一方、イオンモールに代表される、モールは不動産業です。
不動産業の中でも特に「ディベロッパー」に分類されます。商業施設を「イオンモール」として作り、そこへの出店料で儲けるビジネスモデルです。このイオンモールにイオンの小売店も出店しているわけです。ディベロッパーで儲かる上に、さらに顧客も集客できるのがイオンの強みです。
ほとんどのイオンモールは、イオンモール株式会社が運営・管理をしています。
イオンモール株式会社はショッピングセンターを開発・運営している会社であり、その中に「核テナント」として入っているのがイオン。ちなみに、イオン株式会社はイオンモール株式会社の株を約58%持っています。
話を戻します。
イオンは総合スーパーの「イオン」、スーパーマーケットの「マックスバリュ」、ディベロッパーの「イオンモール」などを持っており、これにイトーヨーカ堂が押される形で閉店を余儀なくされると考えられます。この状況、勝ち目はあるでしょうか。
◆敵は麹町にあり。イオンの”宣戦布告”
イトーヨーカ堂はこの”迫り来るイオンの危機”に早くから気づいており、抜本的な構造改革を進めてきています。既存の総合スーパーのスキームを壊し、新たな事業モデルの再創造を進めようとしていたのです。

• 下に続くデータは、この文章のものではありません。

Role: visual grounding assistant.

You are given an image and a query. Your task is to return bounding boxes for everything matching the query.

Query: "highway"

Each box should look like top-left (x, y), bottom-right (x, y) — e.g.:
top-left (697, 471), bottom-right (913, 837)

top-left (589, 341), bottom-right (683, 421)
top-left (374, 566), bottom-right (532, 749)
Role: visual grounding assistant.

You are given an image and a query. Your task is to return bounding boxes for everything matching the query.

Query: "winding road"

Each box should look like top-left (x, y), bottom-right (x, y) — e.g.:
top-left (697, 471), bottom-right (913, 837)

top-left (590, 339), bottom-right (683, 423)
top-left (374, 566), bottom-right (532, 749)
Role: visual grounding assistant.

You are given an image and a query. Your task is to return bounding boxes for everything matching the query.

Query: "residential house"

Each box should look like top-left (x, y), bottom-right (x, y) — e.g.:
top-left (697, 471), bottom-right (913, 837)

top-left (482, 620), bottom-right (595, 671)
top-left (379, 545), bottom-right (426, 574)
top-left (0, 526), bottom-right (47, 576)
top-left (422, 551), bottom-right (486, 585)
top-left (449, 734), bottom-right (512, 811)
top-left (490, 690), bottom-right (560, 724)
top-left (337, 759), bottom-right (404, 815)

すでに例に出したように、イトーヨーカ堂はこの3年で店舗数を大幅に減らしてきました。また、不採算店舗は外部企業との連携を模索し、それもできなければ閉鎖を検討してきました。
同社が閉店以外の道を模索した場合、核テナントである自社運営のスーパーではなく、有力テナントの誘致によりショッピングセンター化を図るという「総合スーパー」の存在そのものを否定する苛烈な改革を実行してきました。

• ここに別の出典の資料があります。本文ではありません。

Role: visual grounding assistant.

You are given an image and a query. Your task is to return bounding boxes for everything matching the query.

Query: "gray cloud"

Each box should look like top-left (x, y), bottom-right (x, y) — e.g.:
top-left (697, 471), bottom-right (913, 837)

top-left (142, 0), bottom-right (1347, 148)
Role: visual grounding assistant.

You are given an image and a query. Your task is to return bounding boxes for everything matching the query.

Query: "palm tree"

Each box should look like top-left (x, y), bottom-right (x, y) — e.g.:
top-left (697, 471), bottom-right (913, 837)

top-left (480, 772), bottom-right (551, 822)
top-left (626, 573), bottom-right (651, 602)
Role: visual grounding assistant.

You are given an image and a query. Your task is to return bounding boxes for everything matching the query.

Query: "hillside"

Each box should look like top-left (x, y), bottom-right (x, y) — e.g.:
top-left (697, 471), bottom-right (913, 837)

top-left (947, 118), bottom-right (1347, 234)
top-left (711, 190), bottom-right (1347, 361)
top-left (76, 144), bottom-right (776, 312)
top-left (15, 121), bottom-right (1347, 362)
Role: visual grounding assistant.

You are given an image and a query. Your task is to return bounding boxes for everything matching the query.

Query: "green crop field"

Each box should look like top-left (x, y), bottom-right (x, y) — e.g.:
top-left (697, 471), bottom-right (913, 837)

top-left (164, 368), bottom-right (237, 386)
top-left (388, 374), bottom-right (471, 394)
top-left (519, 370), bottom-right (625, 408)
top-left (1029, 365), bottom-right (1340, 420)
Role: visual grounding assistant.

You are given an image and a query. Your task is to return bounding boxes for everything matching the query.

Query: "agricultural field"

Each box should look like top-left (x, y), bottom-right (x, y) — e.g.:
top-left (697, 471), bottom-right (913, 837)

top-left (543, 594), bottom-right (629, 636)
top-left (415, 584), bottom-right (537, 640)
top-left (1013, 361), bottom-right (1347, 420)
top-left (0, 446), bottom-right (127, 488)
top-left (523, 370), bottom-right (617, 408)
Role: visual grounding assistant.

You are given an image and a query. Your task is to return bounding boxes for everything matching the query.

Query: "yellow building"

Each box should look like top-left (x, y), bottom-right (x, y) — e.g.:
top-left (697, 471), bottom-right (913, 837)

このような改革を行う背景には、イオンが2017年12月に発表し中期経営計画による「宣戦布告」があったと言われています。イオンは中期経営計画発表の場で、「首都圏以外の地方で圧倒的なシェアと拠点数を取っていくことは非常に重要」であり、「全国の系列スーパーを地域ごとに束ねる」計画を明らかにしています。

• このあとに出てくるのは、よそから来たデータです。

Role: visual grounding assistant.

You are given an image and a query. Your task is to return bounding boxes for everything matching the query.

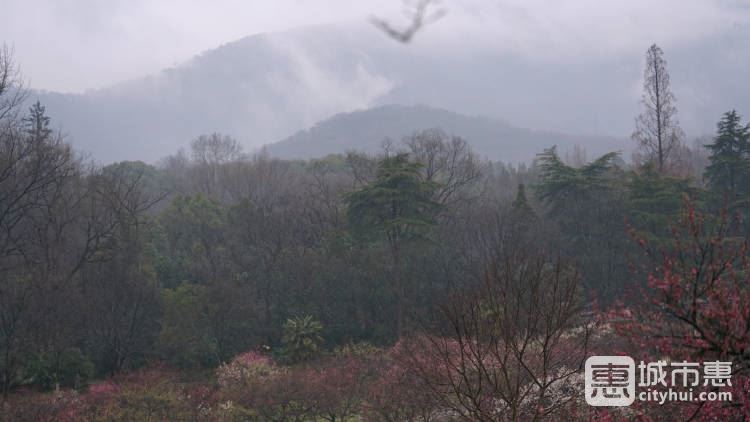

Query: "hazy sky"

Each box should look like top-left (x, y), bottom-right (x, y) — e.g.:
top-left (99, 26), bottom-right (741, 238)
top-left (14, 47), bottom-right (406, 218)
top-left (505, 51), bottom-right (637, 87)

top-left (0, 0), bottom-right (750, 92)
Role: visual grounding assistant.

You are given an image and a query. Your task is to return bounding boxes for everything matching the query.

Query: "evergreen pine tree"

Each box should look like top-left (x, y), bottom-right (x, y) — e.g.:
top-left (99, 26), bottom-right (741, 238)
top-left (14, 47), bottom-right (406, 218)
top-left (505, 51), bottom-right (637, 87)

top-left (23, 101), bottom-right (52, 142)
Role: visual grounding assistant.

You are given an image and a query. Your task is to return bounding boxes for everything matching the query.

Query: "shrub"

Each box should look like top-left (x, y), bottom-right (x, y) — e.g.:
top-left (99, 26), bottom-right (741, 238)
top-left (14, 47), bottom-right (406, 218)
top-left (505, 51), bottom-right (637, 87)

top-left (281, 315), bottom-right (323, 363)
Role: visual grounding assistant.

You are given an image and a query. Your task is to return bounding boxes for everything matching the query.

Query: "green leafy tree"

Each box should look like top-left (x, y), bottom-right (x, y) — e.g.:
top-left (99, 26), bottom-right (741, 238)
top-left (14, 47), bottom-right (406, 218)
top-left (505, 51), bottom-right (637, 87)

top-left (346, 154), bottom-right (440, 337)
top-left (281, 315), bottom-right (323, 363)
top-left (627, 163), bottom-right (699, 246)
top-left (535, 148), bottom-right (628, 299)
top-left (704, 110), bottom-right (750, 201)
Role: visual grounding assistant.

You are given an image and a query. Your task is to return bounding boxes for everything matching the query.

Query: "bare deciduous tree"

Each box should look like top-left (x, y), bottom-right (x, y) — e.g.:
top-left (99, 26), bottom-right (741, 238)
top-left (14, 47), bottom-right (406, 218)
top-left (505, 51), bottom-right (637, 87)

このイオンの改革の影響を受けるのは、間違いなく、各地の地場スーパーです。そう、まさにイトーヨーカ堂そのものなのです。
◆”イオン化”するには小さい。”食品スーパー”にするには大きすぎる
© 日刊SPA! こうした状況下でイトーヨーカ堂が取るべき策は、都市部に経営資源を集中させ、弱い地方は撤退するか、または資本関係を持つパートナーに運営を任せる方法です。しかし、地方店を「分社化」する計画も、全てが上手くいくわけではありません。
仮に閉店したイトーヨーカ堂旧店舗を地元のスーパーに譲ったとします。が、もともと食品を中心に取り扱っていたスーパーは、ヨーカドーのような総合スーパーの店舗面積は大きすぎて、運営が手に負えない。
結果、「大きすぎて入れない」といった事例が出ています。もちろん、イオンモールのような大規模モールにできるほどイトーヨーカ堂の店舗は大きくありません。
◆もう「行ってみヨーカドー」はできないのか?
© 日刊SPA! ここまでみてきたように、イトーヨーカ堂は、大きなモールに力負けしたと言えます。しかし、改革の兆しも出てきています。足元の業績を見てみましょう。
セブン&アイ・ホールディングスが4月8日に発表した2021年2月期決算によると、イトーヨーカ堂の営業収益は1兆809億3400万円(8.8%減)。営業利益77億8100万円(19.3%増)、当期損失37億500万円(前期は16億7400万円の当期利益)となりました。
店舗構造改革を推進したことや、巣ごもり需要に対応した食品の売上は伸長したものの、この1年間の営業時間短縮や休業が影響し、売り上げは前年を下回りました。
しかし…。営業利益に注目してください。
構造改革を実施した店舗の収益性改善により、営業利益は77億8100万円(19.3%増)となっています。イトーヨーカ堂は大幅に店舗を閉店した一方で、2016年から60店強を構造改革することを決定。その店舗で利益を出せるようになってきています。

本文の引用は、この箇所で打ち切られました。